Ваэлин обнаружил, что стискивает кованые ворота так, что у него костяшки побелели. «Гильма… Ясноглазая, смешливая Гильма… Умерла и предана огню всего за несколько часов, пока я возился с этими идиотскими моряками…»
– Она что-нибудь сказала? – спросил он. – Она не оставила какого-нибудь завещания?
– Она сгорела так стремительно, милорд… Велела вам передать, чтобы вы придерживались ее инструкций и что вы с ней увидитесь Вовне.
Ваэлин пристально посмотрел в лицо губернатору. «Врет. Ничего она не сказала. Просто заболела и умерла». И тем не менее он обнаружил, что благодарен губернатору за обман.
– Спасибо, милорд. Вам что-нибудь нужно?
– Еще мази для сыпи моей дочери. И, быть может, несколько бутылок вина. Оно радует слуг, а наши запасы иссякают.
– Я позабочусь об этом.
Ваэлин отцепился от решетки и повернулся, чтобы уйти.
– Ночью было большое зарево, – сказал губернатор. – Со стороны моря.
– Моряки взбунтовались, пытались сбежать. Я в наказание сжег несколько кораблей.
Он ожидал услышать упреки, но губернатор только кивнул:
– Справедливая мера. Однако я бы вам советовал возместить ущерб торговой гильдии. Сейчас, когда я заперт здесь, они остались единственной гражданской властью в городе. Лучше с ними не ссориться.

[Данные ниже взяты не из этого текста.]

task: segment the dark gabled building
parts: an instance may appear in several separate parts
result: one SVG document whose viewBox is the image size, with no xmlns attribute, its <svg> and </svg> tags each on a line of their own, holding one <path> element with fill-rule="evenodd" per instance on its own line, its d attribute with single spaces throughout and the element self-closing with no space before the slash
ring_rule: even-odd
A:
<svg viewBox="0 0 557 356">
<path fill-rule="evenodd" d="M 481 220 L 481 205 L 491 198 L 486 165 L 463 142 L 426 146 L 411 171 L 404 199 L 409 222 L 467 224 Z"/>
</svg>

Ваэлин был куда более склонен выпороть любого торгаша, который осмелится что-то вякнуть во всеуслышание, но даже сквозь пелену своего горя понял, что совет губернатора мудр.
– Хорошо.
Он почему-то помедлил, чувствуя, что нужно добавить что-то еще, в благодарность за милосердную ложь губернатора.
– Мы тут ненадолго, милорд. Может быть, еще на несколько месяцев. Будет кровь и пожары, когда придет армия императора, но, победим мы или проиграем, все равно скоро мы уйдем, и город снова будет ваш.
На лице губернатора отразилась смесь ошеломления и гнева.
– Но тогда зачем же, во имя всех богов, вы вообще сюда явились?
Ваэлин смотрел на город. Лучи утреннего солнца играли на домах и пустынных улицах внизу. Дальше сверкало золотом открытое море, белогривые валы катились к берегу, и небо над ним было безоблачно-синим… а сестра Гильма умерла, как и тысячи других людей, как тысячи, которые еще умрут.
– У меня есть дело, – сказал он и зашагал прочь.